Live, from San Francisco USA, it’s the RSA 2007 Conference.  If you’re not familiar with it, it’s the largest gathering of security people.  There are ~15,000 attendees and 350+ vendors.  There are ~250 sessions and peer-2-peer sessions covering almost any topic related to (or not related to) information security, protection, assurance and business.

As you can see, there’s a great variety of experiences available.  The keynotes are typical high-level pontification.  The one difference was Art Coviello of EMC/RSA.  He gets it that security is now about the risk.  Some of the sessions are the typical reiteration of what we already know: Security needs to connect with the business; if we strongly encrypt everything, we’ll be secure; buy this product and it will solve your problems.  The best experince has been the networking opportunities and meeting new people and old friends.  The peer-to-peer sessions promote intimate debate of between 15-20 people where you can define your problems and hear realistic solutions from others with the same experience. 

Did I mention the parties?  I’m not a big partier, so I’ve only attended two: the speaker’s dinner and the bloggers/podcasters meet-up.  The speaker’s dinner blew my mind, not because of the food, but because of my dinner companions.  At my table was a gentleman from Pakistan studying in South Korea, a gentleman from Germany working in Great Brittain and a gentleman from Israel.  They are all cryptographers, which means I was the stupiest one at the table (I loved it!).  I had a great debate with the gentleman from Israel.  Only later did I wake-up and realize it was Adi Shamir (the “S” in RSA).  Wow! Only in America.

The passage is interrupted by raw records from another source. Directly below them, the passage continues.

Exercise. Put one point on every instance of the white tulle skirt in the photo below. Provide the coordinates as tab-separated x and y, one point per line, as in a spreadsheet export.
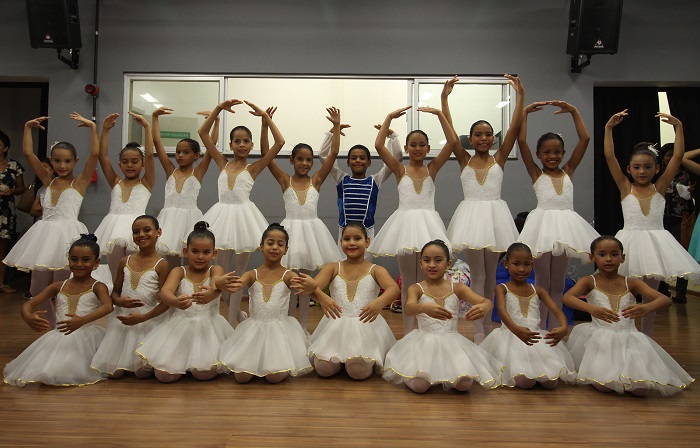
237	227
657	254
539	361
118	348
482	225
337	340
45	245
185	343
264	347
441	358
58	359
176	224
311	245
407	231
558	231
624	360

The security blogger/podcaster’s meet-up was hosted by Martin McKeay (of the Network Security Blog) among many others.  Again, I felt quite humbled.  I was in the same room with the best writer’s and speakers in our industry, including Martin, Alan Shamir (Still Secure), Mike Murray (Episteme), and Bruce Schneier.  They have outstanding sites and continue to progress the whole industr, not only security.

As I mentioned earlier, this conference is big with people from all over the world.  The one “area of opportunity” is that it needs more of an international focus.  Many of the speakers only spoke to the Americans about the problems we face in America.  We Americans are too chauvanistic and need to realize that we are the minority.  We need to embrace the different viewpoints and cultures and learn from them.  Non-Americans can teach us (myself included) not only about security, but also about the world.  Hopefully there will be more internationalization in the future.

If you are here or are familiar with the RSA Conference, please provide comments with your thoughts.  What was your favorite part?  What did you learn or take away from it?

If you didn’t go, maybe we can meet there next year.

By working together, we all become stronger.